Urging them to hurry, she went back to the bedside, carrying the cordless phone with her and answering the emergency dispatcher’s continued questions. Boomer sat with his big head on Carla’s blue-jeaned thigh. Carla seemed only barely conscious, occasionally muttering something unintelligible in a breathy tone. “Sorry” was the only word Tara could make out.
“Help is coming. It’s going to be OK,” Tara whispered. Her voice sounded odd, far away. What more could go wrong on this terrible Monday! She wished she knew how to pray. Dampening a cloth she touched it to her boss’s hot forehead, thinking how much the crusty Carla would bristle at such attention if she had been her usual self. “All prickles and stings.” That’s how Alice described her. And Stella Brickson had harrumphed and offered, “You’d need a tank to get through that woman’s defenses!” But Tara recognized something in her new employer—a deep place where pain kept her prisoner as surely as the bars in Gomer’s cage.
At the whine of an approaching ambulance, Boomer sat up, and the dogs in their pens barked and brayed with renewed vigor. Relief flooded Tara as she ran to beckon them. She pulled Boomer back and wrapped her arms around him as the EMTs quickly attended to their patient.
Tara answered their questions as best she could. They strapped Carla to a gurney and took her away. Someone would come to pick up the owl, they told her. It didn’t look quite right, and the bite might have something to do with Carla’s illness. Tara knew that wild birds carried organisms that could be potentially infectious to humans. A person could experience respiratory illness from flu-like symptoms to pneumonia. Some cases could have serious complications.
Trembling, she dialed Annie’s number at Grey Gables. “I’m going to stay here,” she told Annie after briefly describing Carla’s condition. “Vanessa’s off today, and someone needs to see to the animals. I don’t know when they were fed; they’re making a terrible fuss.”
“Thank God you went to the shelter today,” Annie told her. “I’ll call Vanessa and ask her to come out and help too.”
Tara felt herself relax a little as she heard Annie’s quiet, confident voice. An honest heart. Strange, she thought, watching the ambulance dissolve into a tiny distant speck. Carla had treated her rather shabbily when they’d met, but in spite of it, Annie was quick to help when she was in trouble.
Tara grabbed the sheets and blankets that had fallen from the bed. They would need laundering. She began tidying up the messy room, scooping up newspapers and soiled dishes, feeling the invasion of Carla’s privacy as her own. Too late for embarrassment, she told herself dismally. A copy of The New York Times on the crumpled bed lay opened to the daily crossword puzzle, which was nearly finished. Tara had tried one once, but found it too difficult. So Carla Calloway was something of a brain, she thought, opening a window to let in the fresh air. She straightened a curtain panel that had come loose from its mooring.
As she bent to tuck Carla’s slippers under the bed, a bit of yellowed newspaper on the floor caught her eye. She was about to set it on the dresser when something fell out onto the floor. It was a small beaded ring that might have been handmade—tiny red, yellow, and blue beads strung onto plastic wire. Curiously, she opened the folded paper; it was brittle to the touch. Tucked inside was a swirl of black hair—one perfectly coiled tress.
The clipping was no bigger than a postcard, and one short article had been circled in pencil: An unidentified teen arrested earlier this week after stealing H.T. Simmons’s automobile and crashing it into a tree on Ocean Drive remains in custody. The girl’s mother, sole parent and resident of Chelsea, Mass., near Boston, was killed in a traffic accident en route to Stony Point. The girl is being held by juvenile authorities pending contact with other family members. Authorities are not releasing further information at this time.
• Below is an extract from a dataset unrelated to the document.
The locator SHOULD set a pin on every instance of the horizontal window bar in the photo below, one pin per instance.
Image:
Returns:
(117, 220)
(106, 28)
Other brief articles accompanied the circled story: Lobster catch diminished by successive days of impenetrable fog. Meeting of the Stony Point Historical Society postponed during repairs. Tara searched the clipping, but the date was obscured. Feeling like a voyeur, she refolded the newspaper and tucked in the beaded ring and the swatch of hair. She nudged it gently under the bed near Carla’s slippers.
So Carla was a bit of a romantic too. It was strange to think of the crusty old woman that way. Who did the hair belong to? And who was the teenager who had been arrested? Was it Carla herself who had stolen the car? How tragic to lose one’s mother like that. She pulled the newspaper out again and reread the paragraph, registering the details in her mind. Who was H.T. Simmons? Did he get his car back? What happened to the unidentified teenager whose mother was killed?